Clinical Outcomes of Carotid Angioplasty and Stenting for Radiation-associated Carotid Artery Stenosis

Full Article

CK Shiu, JPK Chan, KW Shek, PH Wong, SSM Lo, WL Poon, YL Cheung

Hong Kong J Radiol 2014;17:168-75

DOI: 10.12809/hkjr1414234

Objective: To investigate the procedural complication rate, restenosis rate, and clinical outcomes after carotid angioplasty and stenting in patients with radiation-associated carotid stenosis.

Methods: All patients with a history of head and / or neck radiation referred to Queen Elizabeth Hospital, Hong Kong, for carotid angioplasty and stenting for carotid artery stenosis between January 2008 and December 2013 were identified. Their clinical information, and procedural and imaging findings were reviewed. All procedures were performed by a dedicated team of neurointerventionists. The mean degree of stenosis was 75.1% (range, 50.0%-94.1%). Standardised, regular postoperative follow-up with clinical and Doppler ultrasound assessments was scheduled for all patients.

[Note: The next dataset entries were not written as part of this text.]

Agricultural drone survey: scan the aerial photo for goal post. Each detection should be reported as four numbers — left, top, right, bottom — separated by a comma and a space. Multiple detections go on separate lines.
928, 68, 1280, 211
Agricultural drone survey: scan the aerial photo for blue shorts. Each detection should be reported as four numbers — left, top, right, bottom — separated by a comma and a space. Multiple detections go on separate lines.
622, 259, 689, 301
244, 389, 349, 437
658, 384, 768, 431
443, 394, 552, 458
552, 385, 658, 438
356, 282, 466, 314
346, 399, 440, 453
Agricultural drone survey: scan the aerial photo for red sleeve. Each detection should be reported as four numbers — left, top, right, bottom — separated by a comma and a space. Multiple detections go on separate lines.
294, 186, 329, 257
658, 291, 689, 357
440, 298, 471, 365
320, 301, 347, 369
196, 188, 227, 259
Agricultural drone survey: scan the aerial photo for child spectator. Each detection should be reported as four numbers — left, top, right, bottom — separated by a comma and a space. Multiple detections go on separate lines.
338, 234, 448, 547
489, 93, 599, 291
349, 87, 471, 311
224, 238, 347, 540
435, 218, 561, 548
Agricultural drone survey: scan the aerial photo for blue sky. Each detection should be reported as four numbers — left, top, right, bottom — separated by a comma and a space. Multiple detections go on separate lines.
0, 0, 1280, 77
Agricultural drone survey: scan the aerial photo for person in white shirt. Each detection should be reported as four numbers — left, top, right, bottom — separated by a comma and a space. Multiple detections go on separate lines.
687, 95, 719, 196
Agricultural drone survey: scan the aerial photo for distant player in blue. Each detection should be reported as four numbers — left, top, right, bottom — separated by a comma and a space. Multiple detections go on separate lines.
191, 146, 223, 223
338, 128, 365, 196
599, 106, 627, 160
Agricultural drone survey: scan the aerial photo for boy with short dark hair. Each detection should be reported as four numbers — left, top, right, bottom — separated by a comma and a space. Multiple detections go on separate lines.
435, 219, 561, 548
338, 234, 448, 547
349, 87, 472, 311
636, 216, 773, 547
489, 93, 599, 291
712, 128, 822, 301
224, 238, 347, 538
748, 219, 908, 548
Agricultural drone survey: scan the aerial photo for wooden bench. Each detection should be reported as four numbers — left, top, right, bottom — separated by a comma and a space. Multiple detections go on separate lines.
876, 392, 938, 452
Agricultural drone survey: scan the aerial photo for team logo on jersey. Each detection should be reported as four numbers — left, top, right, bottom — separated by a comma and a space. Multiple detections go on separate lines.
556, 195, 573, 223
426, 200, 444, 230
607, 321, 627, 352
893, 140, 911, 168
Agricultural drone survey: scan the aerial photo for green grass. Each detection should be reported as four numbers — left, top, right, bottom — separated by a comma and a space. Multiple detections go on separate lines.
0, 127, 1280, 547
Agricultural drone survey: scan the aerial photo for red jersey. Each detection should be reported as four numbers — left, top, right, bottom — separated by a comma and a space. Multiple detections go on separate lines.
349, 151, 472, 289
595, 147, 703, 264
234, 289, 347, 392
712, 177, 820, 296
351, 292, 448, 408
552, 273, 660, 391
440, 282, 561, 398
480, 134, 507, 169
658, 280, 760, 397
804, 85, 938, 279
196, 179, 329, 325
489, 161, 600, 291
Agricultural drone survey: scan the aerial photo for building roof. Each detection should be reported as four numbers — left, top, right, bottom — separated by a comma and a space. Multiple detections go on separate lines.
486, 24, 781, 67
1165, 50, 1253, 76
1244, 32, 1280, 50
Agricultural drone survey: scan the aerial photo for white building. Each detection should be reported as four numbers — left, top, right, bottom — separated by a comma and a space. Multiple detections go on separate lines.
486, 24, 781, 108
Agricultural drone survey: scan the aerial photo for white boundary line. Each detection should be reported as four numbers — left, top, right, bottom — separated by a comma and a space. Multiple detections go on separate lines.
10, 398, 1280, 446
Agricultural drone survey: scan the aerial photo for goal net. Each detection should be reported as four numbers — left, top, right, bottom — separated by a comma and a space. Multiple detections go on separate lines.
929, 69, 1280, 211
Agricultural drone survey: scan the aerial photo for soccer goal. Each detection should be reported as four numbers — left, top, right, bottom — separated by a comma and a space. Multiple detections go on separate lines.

Results: Forty-five carotid arteries in 40 patients with a history of head and neck irradiation were stented in this study. The mean age was 63.3 years; 36 (90.0%) patients had radiotherapy for nasopharyngeal carcinoma. The mean time interval between radiotherapy and carotid angioplasty and stenting was 228.8 months (range, 8-487 months). The mean degree of stenosis was 75.1%. Fourteen (31.1%) patients who underwent carotid angioplasty and stenting had contralateral carotid artery occlusion. Embolic protection devices were used in 37 (82.2%) procedures. There was one (2.2%) procedural complication, with dissection of the left common carotid artery during catheterization for left internal carotid artery stenting. The mean follow-up period was 29 months (range, 1-66 months). The ipsilateral stroke-free survival rates were 97.8% at 6 months, 95.1% at 1 year, and 84.0% at 5 years. The restenosis-free survival rates were 95.0% at 6 months, 92.5% at 1 year, and 74.0% at 5 years. No 30-day mortality was identified. Two subarachnoid haemorrhages and one transient ischaemic attack occurred in the 30-day postoperative period. On subsequent follow-up, four (10.3%) patients died at a mean interval of 19 months after the procedure.

Conclusion: We demonstrated that carotid angioplasty and stenting is safe in patients with radiation-associated carotid artery stenosis. The long-term clinical outcomes of ischaemic neurological event and restenosis were satisfactory.